The Supreme Court of Appeal (“SCA”) handed down judgment in the matter of Medox Limited v The Commissioner for SARS [2015] ZASCA 74 on 27 May 2015. This case relates to the failure of a taxpayer to object to an income tax assessment issued by the Commissioner for the South African Revenue Service ("the Commissioner”). The SCA confirmed in this case that failure by a taxpayer to object to an income tax assessment issued by the Commissioner will render such as assessment final and conclusive.

The Tax Administration Act 28 of 2011 (“TAA”) makes provision for a taxpayer who is aggrieved by an income tax assessment or by certain decisions made under the TAA or the Income Tax Act 85 of 1962 (“ITA”) to object to and appeal against those assessments or decisions. An objection must be delivered to the Commissioner within 30 days after the date on which the Commissioner issued the assessment or when the taxpayer has requested the Commissioner to provide reasons for the assessment, either the date of the notice by the Commissioner that adequate reasons have been provided or the date that reasons were furnished by the Commissioner. A senior SARS official may extend the period within which a taxpayer can lodge an objection if satisfied that reasonable grounds exist for the delay in lodging the objection. In addition, the TAA provides that an assessment issued by the Commissioner will be final if the taxpayer does not object to it.

In Medox Limited v The Commissioner for SARS, the company Medox Limited’s income tax return for the 1996 year of assessment reflected an assessed loss of R 46 622 063. Medox Limited did not submit an income tax return for the 1997 year of assessment, but submitted its income tax returns for the 1998 tax year up to and including 2010 year of assessment. In respect of each of the returns it submitted, Medox Limited did not include the 1996 assessed loss for purposes of setting it off against profits earned during 1998 up to 2010. Accordingly the Commissioner issued income tax assessments to Medox Limited in respect of these subsequent years of assessment without taking into account the 1996 assessed loss. Medox Limited did not raise any objections against these assessments when they were issued. According to Medox Limited it only realised in 2009, three years after the assessments were issued, that the 1997 income tax return was not submitted and that the 1996 assessed loss was not taken into account in the tax returns it submitted for 2008 up to 2010.

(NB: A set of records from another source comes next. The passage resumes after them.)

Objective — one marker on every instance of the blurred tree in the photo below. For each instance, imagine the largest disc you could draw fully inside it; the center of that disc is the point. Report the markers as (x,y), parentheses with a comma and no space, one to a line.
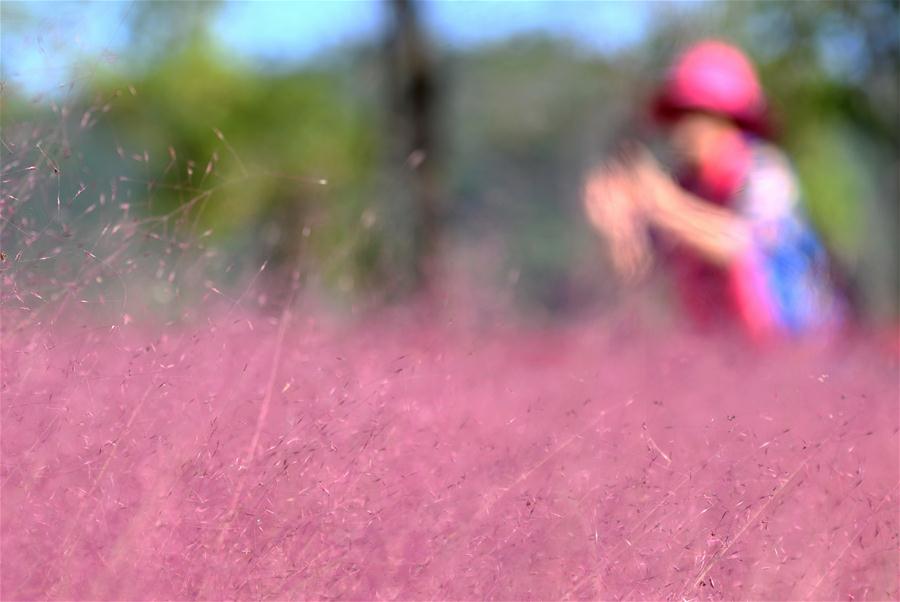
(414,100)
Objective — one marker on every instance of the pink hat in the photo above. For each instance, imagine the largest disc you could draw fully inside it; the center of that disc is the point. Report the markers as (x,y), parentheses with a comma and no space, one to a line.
(714,77)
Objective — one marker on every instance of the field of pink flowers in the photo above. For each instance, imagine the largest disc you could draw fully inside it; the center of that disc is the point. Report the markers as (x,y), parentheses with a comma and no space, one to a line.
(236,452)
(246,456)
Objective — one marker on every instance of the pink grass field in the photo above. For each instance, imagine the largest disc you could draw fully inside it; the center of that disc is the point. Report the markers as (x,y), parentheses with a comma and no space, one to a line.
(254,457)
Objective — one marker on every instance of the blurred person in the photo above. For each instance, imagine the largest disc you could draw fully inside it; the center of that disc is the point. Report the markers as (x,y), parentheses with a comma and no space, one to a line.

Medox Limited took the view that the assessments issued to it by the Commissioner were void as the Commissioner acted against its powers when issuing the assessments. However, the Commissioner denied this allegation and refused to reconsider the assessments on the basis that it was precluded to do so and that the assessments were final and conclusive. Medox Limited then applied to the High Court for a declaratory order to set aside the assessments on the basis that they were void. The High Court dismissed Medox Limited’s application and held that it did not have jurisdiction to hear the matter. Medox Limited then took he matter to the SCA.

In its judgement the SCA considered the provisions of section 81 of the ITA and held that Medox Limited’s right to have the relevant assessments declared null and void goes against section 81(5) of the ITA. Section 81(5) provided that an income tax assessment issued by the Commissioner will be final and conclusive if a taxpayer has not raised an objection against the assessment within the time period prescribed for in the ITA. According to the court, the fact that more than three years had passed since the Commissioner issued the assessments would in any case, by virtue of the provisions of section 81(2)(b), preclude the Commissioner from reopening those assessments. The SCA also disagreed with Medox’s argument that it was the Commissioner’s duty to ensure that the 1996 assessed loss was set off against the income earned in the subsequent tax years. The court held that it is the taxpayer’s obligation to submit an assessment and thus it is the taxpayer that must ensure that in completing its income tax returns that any assessed losses from previous years of assessments are set off against income earned in subsequent years of assessment. The SCA therefore dismissed Medox Limited’s application for a declaratory order on this basis.

Section 81 of the ITA has been repealed, however a similar provision is found in section 100 of the TAA which provides that failure by a taxpayer to object to an assessment will render such assessment final. Therefore if a taxpayer receives an assessment and does not agree with the assessment then it may request SARS for reasons for the assessment or lodge an objection within 30 days of the assessment being issued. Failure to lodge an objection within this period will prevent the taxpayer from contesting the assessment irrespective as to the merits of the taxpayer’s objection.